Computer software is often complex. Part of the complexity may arise from the nature of the work a program is designed to perform, e.g., tracking large numbers of real world items or ongoing transactions over hours or longer periods of time, coordinating activities with other complex software, controlling complex hardware, and so on. In almost any real-world use of software, complexity also arises because many details are introduced and should be correctly managed in order to instruct computer hardware how to perform real-world work that is initially described much less precisely in English or another natural language. That is, the transformation from a high-level description to a low-level implementation which is executable by a computer system, inevitably introduces complexity. Even programming language source code, which is more precise than natural languages, is still at a relatively high level and therefore is ambiguous, being open to various understandings and implementations. Source code is transformed into low-level instructions that can be directly executed by computational hardware, with many details being introduced and choices being made during that transformation.

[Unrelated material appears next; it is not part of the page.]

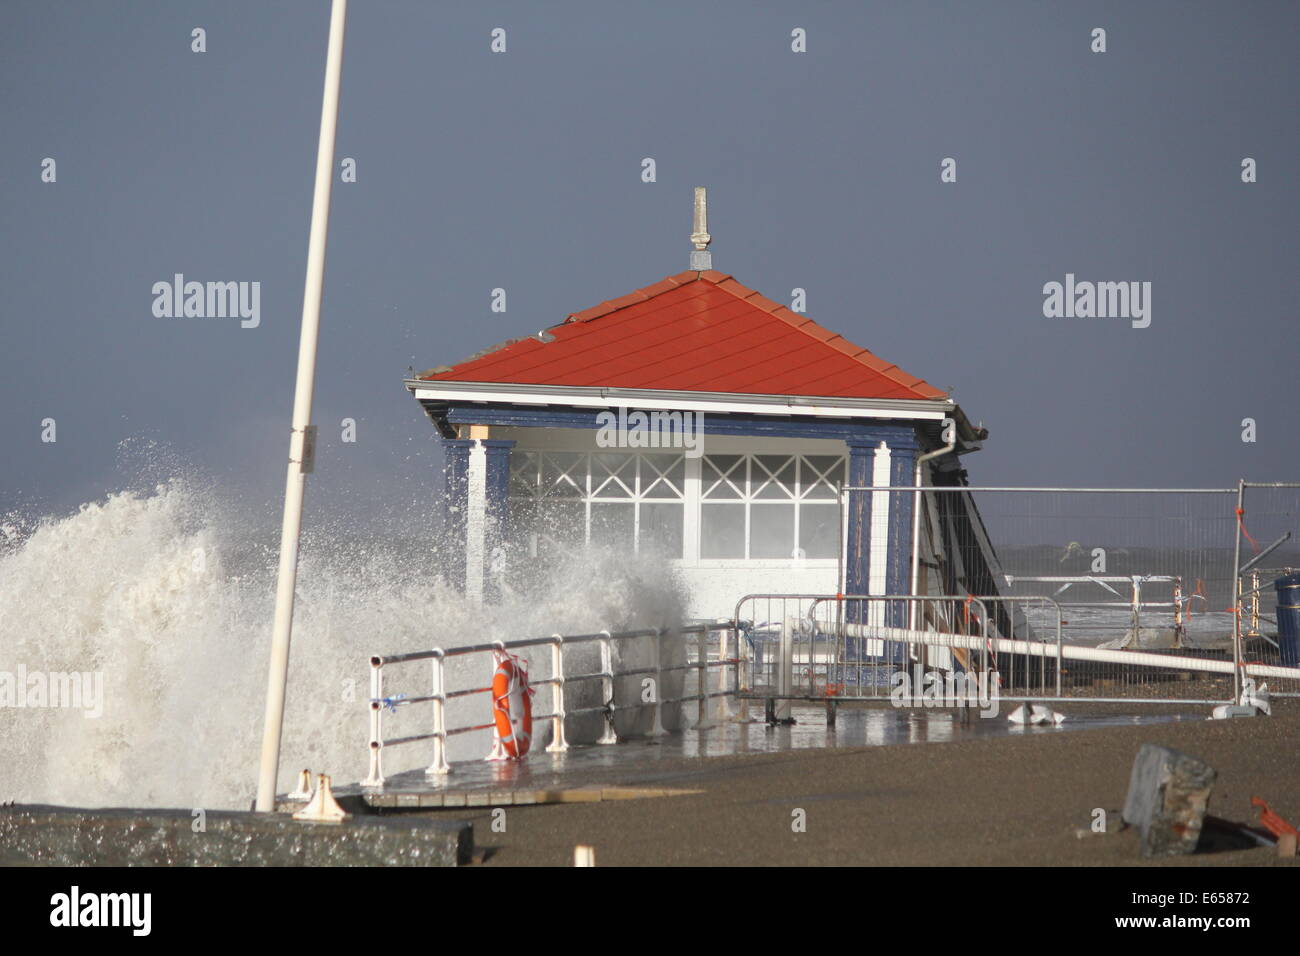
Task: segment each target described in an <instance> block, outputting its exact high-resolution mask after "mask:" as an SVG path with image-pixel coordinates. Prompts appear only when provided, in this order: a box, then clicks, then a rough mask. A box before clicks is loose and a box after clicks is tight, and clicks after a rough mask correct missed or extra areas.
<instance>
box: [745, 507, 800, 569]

Complexity introduces the all-too-often realized possibility of programming errors, a.k.a. “bugs”. The process of identifying the cause of a bug and attempting to modify a program to remediate or remove the bug's impact is referred to as “debugging”. Specialized software tools which assist debugging are called “debuggers”. The program being debugged is called the “debuggee”.
Debugging is perhaps easiest when a developer can run the debuggee slowly, or at full speed, or pause execution of the debuggee, all at will, and can examine all state information of the debuggee at any point in the debuggee's execution. This is known as “live process debugging”. However, such full access to a debuggee is often not available. For example, the debuggee may be production software that cannot be debugged live without violating service agreements or harming the reputation, security, or finances of an interested party. Unacceptable harms may occur if the live process debuggee is paused for seconds at a time while the developer examines variable values, checks to see which functions were called with which parameter values, reviews the source code, considers possible explanations for the bug, and devises tests that might help identify, remediate, or eliminate the bug.
Accordingly, sometimes state information is recorded as the debuggee executes, to be examined later without substantially pausing the debuggee's execution. Creating such a recording may slow down the debuggee, but the recording may provide helpful information without hurting production performance targets the way live debugging could. For instance, the debuggee may be paused just long enough to create a memory dump which copies to disk some or all of the memory values pertinent to the debugger at a particular point in time. Some aspects of the debuggee's execution may also be recorded in an execution trace. Some debuggers support use of such a trace to replay the execution of the traced debuggee, without the debuggee being a live process. With some debuggers, the debuggee execution can be replayed in forward or in reverse, thus permitting “time travel”, “reverse”, or “historic” debugging.
However, because an execution trace may contain less information than is sometimes available during live process debugging, and because the execution trace records state information at a low level, technical challenges arise when a debugger or other software tool attempts to control replay execution, namely, execution that is based on the recorded trace. Depending on the implementation, execution control operations that are familiar to developers and are often used during live debugging may be less accurate when attempted during a trace-based replay, or may not be available at all.
Accordingly, advances in efficiently and accurately implementing high-level execution control using a low-level execution trace could help improve the information that is available to developers or to automated performance monitoring tools, through a debugger or another replay or logging tool. Thus, such advances will tend to improve the function of computer systems by facilitating an accurate understanding of computer system behavior, and by promoting the mitigation or eradication of computer system bugs.